What's next for photonics-powered data centers and AI ft. Lightmatter's Nick Harris


Transcript

It's my privilege to introduce the first speaker, Nick Harris, who is CEO of Light Matter. We all know that a lot of AI progress has been driven by scaling laws and training very large foundation models. Nick and his company, Light Matter, is a key player in that, and he's building very, very large data centers, hundreds of thousands of GPUs, maybe millions of nodes someday that will be coming online soon and hopefully powering hyperscalers, next generation of AI models for all of us to build on.

So let me hand over to Nick. All right. Thank you, Sequoia team, for the invite, Sean McGuire for putting my name up, and Konstantin for accepting the talk. I have to say the talks at Sequoia, I've attended two events now, really been world class. Sequoia is able to pull together some of those interesting people in the world.

So yeah, let's talk about Light Matter and the future of the data center. One of the things that I thought was incredibly exciting from earlier today was seeing Sora. And the example that was very near to my heart was looking at what happened as you scaled the amount of compute in the AI model.

It went from this sort of goofy munch of like some kind of furry thing to the physics of a dog with a hat on and a person and their hair flowing.
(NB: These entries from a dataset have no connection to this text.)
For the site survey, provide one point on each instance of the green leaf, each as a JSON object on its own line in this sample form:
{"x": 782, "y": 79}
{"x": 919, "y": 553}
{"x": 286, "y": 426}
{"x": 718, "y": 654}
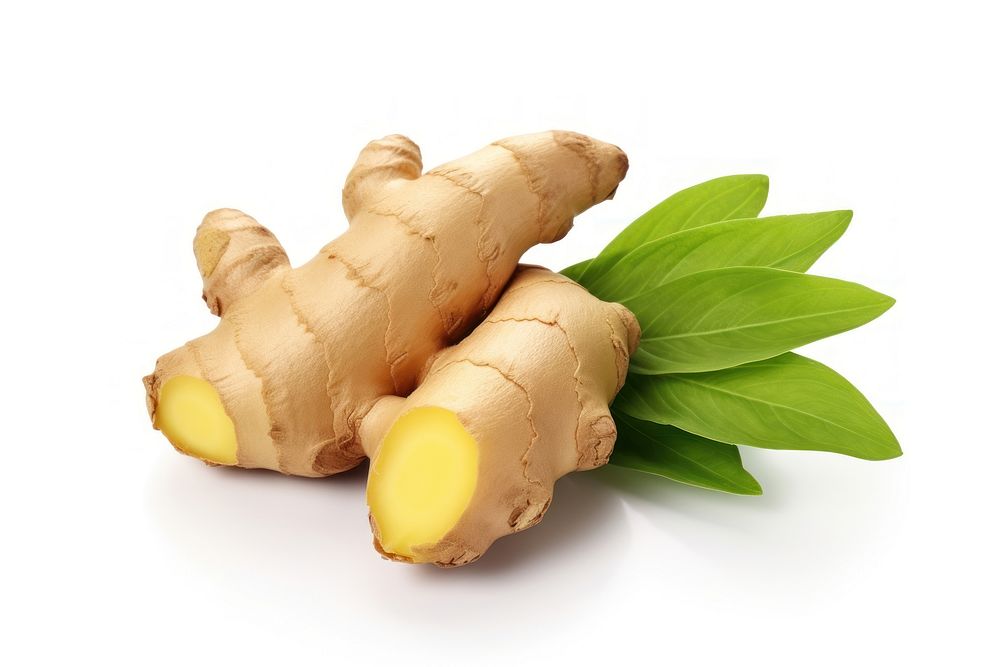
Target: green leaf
{"x": 791, "y": 242}
{"x": 725, "y": 317}
{"x": 574, "y": 272}
{"x": 788, "y": 402}
{"x": 683, "y": 457}
{"x": 719, "y": 199}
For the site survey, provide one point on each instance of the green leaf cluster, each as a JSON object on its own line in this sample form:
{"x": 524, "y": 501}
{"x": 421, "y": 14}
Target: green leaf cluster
{"x": 722, "y": 299}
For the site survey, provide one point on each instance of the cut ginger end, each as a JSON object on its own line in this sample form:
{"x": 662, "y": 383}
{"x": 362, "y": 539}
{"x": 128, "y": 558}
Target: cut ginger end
{"x": 422, "y": 479}
{"x": 190, "y": 413}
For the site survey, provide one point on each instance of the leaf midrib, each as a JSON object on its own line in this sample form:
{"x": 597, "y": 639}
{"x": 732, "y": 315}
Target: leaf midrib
{"x": 710, "y": 332}
{"x": 775, "y": 405}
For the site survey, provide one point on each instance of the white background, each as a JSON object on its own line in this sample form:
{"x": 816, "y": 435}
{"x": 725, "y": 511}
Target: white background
{"x": 121, "y": 126}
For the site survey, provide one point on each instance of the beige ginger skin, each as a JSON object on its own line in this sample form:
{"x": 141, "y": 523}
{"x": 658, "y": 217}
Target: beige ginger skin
{"x": 530, "y": 387}
{"x": 300, "y": 356}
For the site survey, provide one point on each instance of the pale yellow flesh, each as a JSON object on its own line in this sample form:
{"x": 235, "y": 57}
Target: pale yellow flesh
{"x": 190, "y": 413}
{"x": 422, "y": 479}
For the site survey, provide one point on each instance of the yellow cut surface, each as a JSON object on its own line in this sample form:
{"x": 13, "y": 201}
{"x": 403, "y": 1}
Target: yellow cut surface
{"x": 422, "y": 479}
{"x": 190, "y": 413}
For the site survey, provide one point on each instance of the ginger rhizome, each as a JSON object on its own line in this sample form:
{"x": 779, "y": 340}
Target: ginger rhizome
{"x": 300, "y": 355}
{"x": 473, "y": 453}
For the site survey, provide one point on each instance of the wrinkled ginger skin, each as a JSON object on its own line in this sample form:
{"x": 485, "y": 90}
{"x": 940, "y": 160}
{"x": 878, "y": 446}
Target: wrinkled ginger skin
{"x": 531, "y": 385}
{"x": 300, "y": 355}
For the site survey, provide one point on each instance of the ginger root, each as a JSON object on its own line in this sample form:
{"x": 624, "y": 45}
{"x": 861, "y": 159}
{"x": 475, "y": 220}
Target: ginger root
{"x": 301, "y": 355}
{"x": 473, "y": 453}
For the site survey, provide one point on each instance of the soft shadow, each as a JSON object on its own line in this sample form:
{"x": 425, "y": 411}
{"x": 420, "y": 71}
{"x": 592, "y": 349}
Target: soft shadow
{"x": 585, "y": 517}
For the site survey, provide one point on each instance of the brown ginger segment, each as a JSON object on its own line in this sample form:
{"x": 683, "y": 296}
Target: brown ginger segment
{"x": 532, "y": 385}
{"x": 303, "y": 353}
{"x": 235, "y": 255}
{"x": 381, "y": 162}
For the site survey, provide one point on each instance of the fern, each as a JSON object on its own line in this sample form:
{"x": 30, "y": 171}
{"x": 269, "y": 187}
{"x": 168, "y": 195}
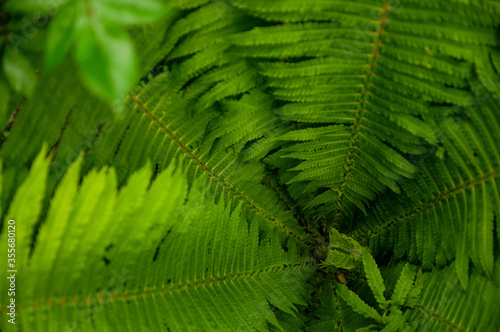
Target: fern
{"x": 320, "y": 165}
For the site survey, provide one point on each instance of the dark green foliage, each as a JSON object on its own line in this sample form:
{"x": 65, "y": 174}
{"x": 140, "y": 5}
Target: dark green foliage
{"x": 283, "y": 165}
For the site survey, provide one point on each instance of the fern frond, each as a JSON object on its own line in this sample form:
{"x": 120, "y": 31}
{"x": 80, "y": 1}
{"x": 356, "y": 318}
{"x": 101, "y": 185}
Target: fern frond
{"x": 123, "y": 265}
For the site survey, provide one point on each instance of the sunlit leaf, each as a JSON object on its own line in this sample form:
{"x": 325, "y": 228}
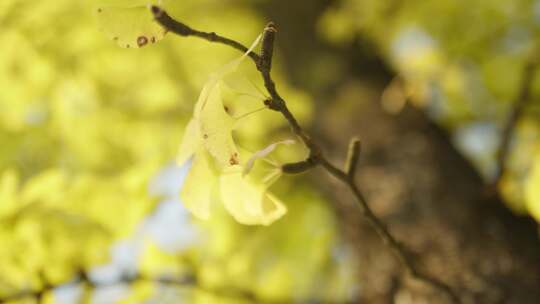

And this is the difference that the amount of compute you have makes on the power of AI models.

So let's go ahead and talk about the future of the data center. So this is pretty wild. Very rough estimate on sort of the capital expenditure for the supercomputers that are used to train AI models. So let's start here in the bottom, so 4,000 GPUs, something like $150 million to deploy this kind of system, 10,000, we're looking at about 400 million, 60,000, 4 billion.

This is an insane amount of money. It turns out that the power of AI models and AI in general scales very much with the amount of compute that you have. And the spend for these systems is astronomical. And if you look at what's coming next, what's the next point here, 10 billion, 20 billion, there's going to be an enormous amount of pressure on companies to deliver a return on this investment.

But we know that the AGI is potentially out there, at least we suspect it is, if you spend enough money. But this comes at a very challenging time. My background is in physics. I love computers. And I'll tell you that scaling is over. We're not getting more performance out of computer chips.

Jensen had GTC announcement yesterday, I believe, where he showed a chip that was twice as big for twice the performance. And that's sort of what we're doing in terms of scaling today. So the core technology that's driven Moore's Law and Dennard's scaling that make computers faster and cheaper and has democratized computing for the world and made this AGI hunt that we're on possible is coming to an end.

So at Light Matter, what we're doing is we're looking at how do you continue scaling. And everything we do is centered around light. We're using light to move the data between the chips, allow you to scale it to be much bigger so that you can get to 100,000 nodes, a million nodes and beyond.

Try to figure out what's required to get to AGI, what's required to get to these next gen models. So this is kind of what a present day supercomputer looks like. You'll have racks of networking gear, and you'll have racks of computing gear. And there are a lot of interconnections when you're inside one of the computing racks.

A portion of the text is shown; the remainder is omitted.